As an “insider’s look” at the transfer from South Texas Junior College to UHD, a guest post from Dr. Garna Christian on a mysterious and notorious President of STJC, David Reagan:
David Reagan did not assume the presidency of South Texas Junior College in the early1970s as a knight in shining armor, but he did “tool around” in a fast red sports car.
He might have been confused with Sir Lancelot for good reason: bright, young, and personable, Dr. Reagan convinced the anxious college board that he was the man to guide the once prosperous, now faltering, downtown school through an unusually rough patch in its twenty-plus-year history. Created in the optimistic post World War II period, the sister of South Texas College of Law outperformed its expectations. One of only several institutions of higher learning accommodating the general Houston public, STJC outgrew its quarters in the parent YMCA at 1600 Louisiana and moved into the cavernous Merchants and Manufacturers building in 1967. The Vietnam War pushed attendance to the highest of any private two year college in the state. However, the cost of acquiring the building combined with a slack in enrollment as the war wound down placed the school in a precarious financial position. The new Houston Community College system offered a variety of locations at low tuition to prospective students. President W.I. Dykes, fatigued by years of managing STJC and the fragile health of his wife, was open to retirement.

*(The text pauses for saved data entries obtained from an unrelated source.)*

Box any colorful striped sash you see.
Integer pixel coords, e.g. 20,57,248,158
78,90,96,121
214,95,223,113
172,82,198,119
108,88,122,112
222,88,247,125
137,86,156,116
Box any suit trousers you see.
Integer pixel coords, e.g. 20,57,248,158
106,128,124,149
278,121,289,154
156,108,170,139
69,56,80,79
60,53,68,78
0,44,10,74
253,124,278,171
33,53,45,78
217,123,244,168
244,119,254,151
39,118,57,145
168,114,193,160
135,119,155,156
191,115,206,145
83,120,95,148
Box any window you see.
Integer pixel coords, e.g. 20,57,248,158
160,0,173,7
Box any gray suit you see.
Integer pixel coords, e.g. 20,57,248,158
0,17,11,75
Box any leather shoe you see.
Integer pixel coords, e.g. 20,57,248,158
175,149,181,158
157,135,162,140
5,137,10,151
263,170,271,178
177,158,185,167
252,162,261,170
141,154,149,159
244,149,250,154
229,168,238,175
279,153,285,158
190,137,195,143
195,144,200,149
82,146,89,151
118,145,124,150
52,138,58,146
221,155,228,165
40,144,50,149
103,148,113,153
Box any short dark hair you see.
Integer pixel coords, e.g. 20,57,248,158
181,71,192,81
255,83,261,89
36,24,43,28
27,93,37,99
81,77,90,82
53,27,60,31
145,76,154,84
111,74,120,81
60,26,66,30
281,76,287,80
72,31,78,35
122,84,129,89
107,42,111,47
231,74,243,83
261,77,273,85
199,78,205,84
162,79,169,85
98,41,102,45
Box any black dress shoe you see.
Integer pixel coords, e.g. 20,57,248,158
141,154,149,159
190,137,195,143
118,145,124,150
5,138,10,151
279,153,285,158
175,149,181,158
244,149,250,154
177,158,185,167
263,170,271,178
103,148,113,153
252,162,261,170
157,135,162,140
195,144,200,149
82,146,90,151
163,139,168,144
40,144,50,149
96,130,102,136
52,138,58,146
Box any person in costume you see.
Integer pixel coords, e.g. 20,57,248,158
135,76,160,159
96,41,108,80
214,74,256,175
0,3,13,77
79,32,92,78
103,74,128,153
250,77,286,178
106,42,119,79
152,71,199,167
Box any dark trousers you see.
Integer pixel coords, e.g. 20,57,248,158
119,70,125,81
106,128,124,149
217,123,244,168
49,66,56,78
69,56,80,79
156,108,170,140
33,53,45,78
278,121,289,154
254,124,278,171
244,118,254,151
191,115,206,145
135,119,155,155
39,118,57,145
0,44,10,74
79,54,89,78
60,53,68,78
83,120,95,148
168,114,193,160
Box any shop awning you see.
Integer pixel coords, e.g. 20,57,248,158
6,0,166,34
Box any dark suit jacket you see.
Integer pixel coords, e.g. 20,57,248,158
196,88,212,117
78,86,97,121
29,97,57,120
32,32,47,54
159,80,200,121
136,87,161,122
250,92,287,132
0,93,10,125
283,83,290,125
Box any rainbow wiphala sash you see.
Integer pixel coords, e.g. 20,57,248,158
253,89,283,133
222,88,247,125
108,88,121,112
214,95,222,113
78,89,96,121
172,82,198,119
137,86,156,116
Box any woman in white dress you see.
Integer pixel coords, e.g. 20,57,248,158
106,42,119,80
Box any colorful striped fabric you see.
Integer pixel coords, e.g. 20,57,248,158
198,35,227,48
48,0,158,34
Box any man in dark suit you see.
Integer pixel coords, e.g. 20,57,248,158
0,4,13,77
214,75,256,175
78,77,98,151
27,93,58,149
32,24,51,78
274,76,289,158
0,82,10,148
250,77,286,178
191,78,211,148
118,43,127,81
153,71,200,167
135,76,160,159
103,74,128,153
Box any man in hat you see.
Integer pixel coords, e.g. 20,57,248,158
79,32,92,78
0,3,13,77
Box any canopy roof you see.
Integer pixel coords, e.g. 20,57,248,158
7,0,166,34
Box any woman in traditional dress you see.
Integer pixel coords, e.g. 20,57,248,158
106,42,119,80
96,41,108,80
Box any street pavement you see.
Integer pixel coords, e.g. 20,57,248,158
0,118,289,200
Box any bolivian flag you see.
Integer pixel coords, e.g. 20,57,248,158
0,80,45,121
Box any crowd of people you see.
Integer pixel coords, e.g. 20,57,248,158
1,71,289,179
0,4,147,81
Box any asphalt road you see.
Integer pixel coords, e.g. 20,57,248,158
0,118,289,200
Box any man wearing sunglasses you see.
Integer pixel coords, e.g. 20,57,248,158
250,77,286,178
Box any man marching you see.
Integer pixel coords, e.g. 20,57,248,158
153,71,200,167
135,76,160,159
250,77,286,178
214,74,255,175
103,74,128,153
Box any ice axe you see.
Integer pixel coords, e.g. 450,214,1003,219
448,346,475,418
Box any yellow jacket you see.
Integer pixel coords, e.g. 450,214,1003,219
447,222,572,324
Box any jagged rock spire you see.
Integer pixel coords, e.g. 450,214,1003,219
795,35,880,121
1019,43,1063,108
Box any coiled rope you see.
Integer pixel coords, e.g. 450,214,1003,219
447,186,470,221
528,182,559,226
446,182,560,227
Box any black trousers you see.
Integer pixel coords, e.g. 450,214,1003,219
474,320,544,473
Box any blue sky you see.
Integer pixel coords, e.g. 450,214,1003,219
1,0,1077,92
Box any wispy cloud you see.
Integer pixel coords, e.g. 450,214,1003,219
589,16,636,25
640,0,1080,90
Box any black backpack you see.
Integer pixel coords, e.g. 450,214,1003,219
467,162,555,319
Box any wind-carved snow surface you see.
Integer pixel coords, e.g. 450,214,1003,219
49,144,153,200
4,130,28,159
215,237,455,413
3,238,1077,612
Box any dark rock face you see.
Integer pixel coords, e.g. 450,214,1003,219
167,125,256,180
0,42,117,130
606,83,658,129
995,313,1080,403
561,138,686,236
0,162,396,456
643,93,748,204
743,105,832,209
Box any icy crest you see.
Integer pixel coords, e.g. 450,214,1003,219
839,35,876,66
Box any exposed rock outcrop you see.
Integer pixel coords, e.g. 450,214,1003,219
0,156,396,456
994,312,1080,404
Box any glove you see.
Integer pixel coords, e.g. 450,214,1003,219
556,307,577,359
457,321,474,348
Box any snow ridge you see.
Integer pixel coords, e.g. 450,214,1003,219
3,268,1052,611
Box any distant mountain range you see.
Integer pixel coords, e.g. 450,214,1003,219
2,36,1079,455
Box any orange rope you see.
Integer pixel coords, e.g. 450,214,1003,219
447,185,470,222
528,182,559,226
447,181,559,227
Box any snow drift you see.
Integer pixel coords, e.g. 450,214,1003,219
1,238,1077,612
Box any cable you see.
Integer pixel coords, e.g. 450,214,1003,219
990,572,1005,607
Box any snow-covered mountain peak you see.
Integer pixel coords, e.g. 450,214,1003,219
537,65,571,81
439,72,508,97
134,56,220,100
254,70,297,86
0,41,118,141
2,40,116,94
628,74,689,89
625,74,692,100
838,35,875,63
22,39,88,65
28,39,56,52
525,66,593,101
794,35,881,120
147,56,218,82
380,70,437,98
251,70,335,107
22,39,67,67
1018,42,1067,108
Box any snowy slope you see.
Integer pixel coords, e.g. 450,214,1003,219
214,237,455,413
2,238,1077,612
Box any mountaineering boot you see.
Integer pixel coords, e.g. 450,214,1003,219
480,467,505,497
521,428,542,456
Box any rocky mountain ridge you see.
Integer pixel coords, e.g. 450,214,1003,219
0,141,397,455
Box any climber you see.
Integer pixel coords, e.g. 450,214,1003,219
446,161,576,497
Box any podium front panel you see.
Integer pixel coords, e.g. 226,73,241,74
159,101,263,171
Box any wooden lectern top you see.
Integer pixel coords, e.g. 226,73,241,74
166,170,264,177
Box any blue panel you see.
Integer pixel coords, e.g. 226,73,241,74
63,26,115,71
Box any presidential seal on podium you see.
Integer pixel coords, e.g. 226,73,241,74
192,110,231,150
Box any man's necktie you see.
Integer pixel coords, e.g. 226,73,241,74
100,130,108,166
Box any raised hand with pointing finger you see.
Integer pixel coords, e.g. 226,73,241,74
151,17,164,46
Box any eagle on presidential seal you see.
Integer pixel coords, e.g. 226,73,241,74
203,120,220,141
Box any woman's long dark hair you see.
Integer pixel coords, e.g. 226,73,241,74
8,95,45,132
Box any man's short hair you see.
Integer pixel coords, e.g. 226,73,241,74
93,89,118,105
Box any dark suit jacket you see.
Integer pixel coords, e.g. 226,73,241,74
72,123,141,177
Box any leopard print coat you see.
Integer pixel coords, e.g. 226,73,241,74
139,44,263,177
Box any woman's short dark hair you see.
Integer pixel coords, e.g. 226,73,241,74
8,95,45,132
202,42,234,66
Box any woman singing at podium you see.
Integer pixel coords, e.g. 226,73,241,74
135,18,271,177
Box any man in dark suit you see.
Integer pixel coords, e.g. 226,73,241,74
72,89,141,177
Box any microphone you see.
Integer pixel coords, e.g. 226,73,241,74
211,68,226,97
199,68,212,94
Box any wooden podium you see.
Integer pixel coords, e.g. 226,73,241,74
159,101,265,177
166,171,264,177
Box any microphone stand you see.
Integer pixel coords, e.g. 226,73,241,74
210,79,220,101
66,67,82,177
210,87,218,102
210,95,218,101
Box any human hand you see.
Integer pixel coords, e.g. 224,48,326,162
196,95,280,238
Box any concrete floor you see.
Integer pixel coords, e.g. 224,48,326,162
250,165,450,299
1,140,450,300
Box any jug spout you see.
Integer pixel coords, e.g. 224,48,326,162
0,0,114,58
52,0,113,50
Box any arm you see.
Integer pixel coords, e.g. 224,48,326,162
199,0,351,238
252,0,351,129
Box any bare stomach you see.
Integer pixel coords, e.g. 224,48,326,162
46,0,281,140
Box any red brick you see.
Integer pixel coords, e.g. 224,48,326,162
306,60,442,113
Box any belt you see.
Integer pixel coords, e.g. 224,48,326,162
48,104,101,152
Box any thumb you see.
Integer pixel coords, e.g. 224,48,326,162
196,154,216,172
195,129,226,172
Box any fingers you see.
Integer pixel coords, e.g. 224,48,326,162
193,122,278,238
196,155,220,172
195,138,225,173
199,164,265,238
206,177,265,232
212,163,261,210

The college board doubtless picked the most vibrant candidate available. Reagan exuded energy and confidence and the determination to breathe new life into the institution. He clearly perceived the faculty as, at best, lethargic. The new president resolved to reinvigorate his charges. In the first faculty meeting he challenged them to speculate on how many uses one could find for a pencil. He followed this novel beginning by doubling efforts during registration. Two profs returned from a brief lunch to read a note on the door: “I was here! Where were you?” He closed the faculty lounge to misdirected teachers loitering between classes. Reagan and his imported aides pressed the departmental chairs to keep their members in line, dividing the faculty. Conversations became suspect. At a faculty meeting an attendee accused another of plotting with an administration official. The accused denied the allegation and went to work for the community college. A subsequent meeting found the faculty in open rebellion, laying plans to protest the administration to the board, donors, and to High Heaven. Reportedly, a well placed prof went to one of the college’s most generous benefactors and moved him to carry the message to the board. Reagan was immediately removed from the presidency and, rather as in the reverse of a Hollywood Western, Dr. Dykes rode in from the sunset to temporarily take the reins.
Already seeking a merger and inspired more so by recent events, Dr. Dykes assumed negotiations with the Houston Community College. The talks reputedly broke down when HCC would not promise to retain the faculty and staff. Ever the caring father, Dykes would not sacrifice individuals for the benefits of the deal. Against such prolonged drama, it seemed perfectly reasonable when a deus ex machina appeared in the form of University of Houston president Dr. Philip Hoffman, a true knight, seeking a downtown campus to replace a lost business school. In the end, all contributed to the formation of the University of Houston-Downtown, albeit some in a bizarre fashion.